Reporters sans frontières (RSF) a fait le déplacement à Diyarbakır (sud-est de la Turquie) pour assister, le 8 avril 2015, à l'ouverture du procès de Frederike Geerdink. Accusée de « faire la propagande du PKK », elle est l'une des première journaliste étrangère à faire l'objet d'un procès en Turquie depuis 1995.
La journaliste néerlandaise
Frederike Geerdink est connue comme la seule correspondante occidentale basée à Diyarbakir, où elle vit depuis 2006. Elle est l'auteur d'un livre et de nombreux articles consacrés à la question kurde, notamment sur le site
Diken et sur son blog, «
Kurdish Matters ». Après la perquisition de son domicile et un interrogatoire de plusieurs heures par la police antiterroriste, le 6 janvier 2015, elle a été inculpée sur la base de l'article 7.2 de la loi antiterroriste (« propagande d'une organisation terroriste »). Un chef d'accusation passible de cinq ans de prison.
Le responsable du bureau Europe de l'Est et Asie centrale de RSF, Johann Bihr, et le représentant de l'organisation en Turquie, Erol Önderoğlu, ont assisté à l'ouverture du procès le 8 avril en compagnie de représentants d'Amnesty International, de la Fédération européenne des journalistes (FEJ), de l'ambassade des Pays-Bas et de nombreux journalistes locaux et internationaux.
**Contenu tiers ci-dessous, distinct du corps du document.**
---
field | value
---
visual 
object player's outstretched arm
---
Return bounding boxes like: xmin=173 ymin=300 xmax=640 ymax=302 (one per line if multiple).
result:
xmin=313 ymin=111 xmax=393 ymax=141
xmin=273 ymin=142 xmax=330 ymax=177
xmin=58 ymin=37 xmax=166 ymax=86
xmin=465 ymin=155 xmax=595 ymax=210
Au terme de l'audience, le procureur a requis l'acquittement de Frederike Geerdink, notant que ses écrits relevaient du journalisme et ne comportaient pas d'apologie de la violence. En l'absence du juge titulaire, l'annonce du verdict a été repoussée au 13 avril.
« Nous sommes soulagés que le procureur ait requis l'acquittement de Frederike Geerdink, et nous espérons vivement que la cour suivra cette recommandation, déclare Johann Bihr.
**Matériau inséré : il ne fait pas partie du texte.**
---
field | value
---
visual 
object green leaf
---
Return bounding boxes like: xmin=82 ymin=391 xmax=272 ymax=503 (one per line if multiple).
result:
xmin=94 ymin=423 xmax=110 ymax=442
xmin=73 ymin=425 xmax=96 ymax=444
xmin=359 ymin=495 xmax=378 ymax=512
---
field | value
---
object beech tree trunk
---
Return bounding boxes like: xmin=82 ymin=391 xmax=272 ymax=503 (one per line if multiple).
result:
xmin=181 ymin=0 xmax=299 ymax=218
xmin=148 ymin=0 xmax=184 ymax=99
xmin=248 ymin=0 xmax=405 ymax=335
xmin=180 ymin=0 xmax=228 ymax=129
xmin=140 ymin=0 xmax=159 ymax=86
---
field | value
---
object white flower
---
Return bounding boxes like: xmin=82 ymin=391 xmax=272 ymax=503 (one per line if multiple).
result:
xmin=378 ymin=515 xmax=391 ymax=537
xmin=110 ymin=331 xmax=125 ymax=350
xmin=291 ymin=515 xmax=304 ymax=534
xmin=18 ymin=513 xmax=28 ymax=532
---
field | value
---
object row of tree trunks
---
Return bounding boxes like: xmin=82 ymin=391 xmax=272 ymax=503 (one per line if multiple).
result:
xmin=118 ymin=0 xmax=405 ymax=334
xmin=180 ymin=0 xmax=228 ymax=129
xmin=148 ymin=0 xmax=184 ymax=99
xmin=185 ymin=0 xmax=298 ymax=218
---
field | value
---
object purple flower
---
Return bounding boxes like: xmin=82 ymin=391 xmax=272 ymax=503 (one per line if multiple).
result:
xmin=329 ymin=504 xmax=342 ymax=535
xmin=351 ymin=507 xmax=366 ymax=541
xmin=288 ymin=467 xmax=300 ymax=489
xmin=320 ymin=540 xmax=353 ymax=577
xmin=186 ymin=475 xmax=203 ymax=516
Ce procès n'aurait jamais dû avoir lieu : il fait partie intégrante d'une campagne d'intimidation des journalistes étrangers basés en Turquie ».
Des réformes incomplètes
Le « quatrième paquet de réformes judiciaires », adopté en avril 2013 dans le cadre du processus de paix entre le gouvernement et la rébellion kurde du PKK, a commencé à restreindre le champ d'application de la loi antiterroriste en y introduisant la notion d'incitation ou d'apologie de la violence. Une précision attendue depuis très longtemps pour limiter le recours abusif à la législation antiterroriste dans des délits d'opinion.
L'accusation d'« appartenir à une organisation terroriste » reste cependant largement utilisée de façon arbitraire pour réprimer les professionnels des médias critiques des autorités. Une quarantaine de journalistes sont poursuivis sur cette base dans le cadre du
procès du présumé « comité des médias du KCK », une organisation affiliée au PKK. Pour avoir critiqué sur Twitter un procureur, la célèbre présentatrice
Sedef Kabaş est accusée d'avoir « mis un fonctionnaire public dans la ligne de mire d'une organisation terroriste ». Son procès s'ouvrira bientôt.
« Le procès de Frederike Geerdink illustre à la fois les avancées et les limites des récentes réformes judiciaires : même si le cadre législatif a évolué, la culture judiciaire reste imprégnée de réflexes sécuritaires et paranoïaques. Si elles veulent réellement garantir la liberté de la presse, les autorités doivent réformer jusqu'au bout la loi antiterroriste et s'assurer qu'elle est interprétée de façon restreinte », ajoute Erol Önderoğlu.
RSF est à Diyarbakır du 7 au 9 avril dans le cadre d'une mission d'enquête sur les répercussions de la question kurde sur la liberté de la presse.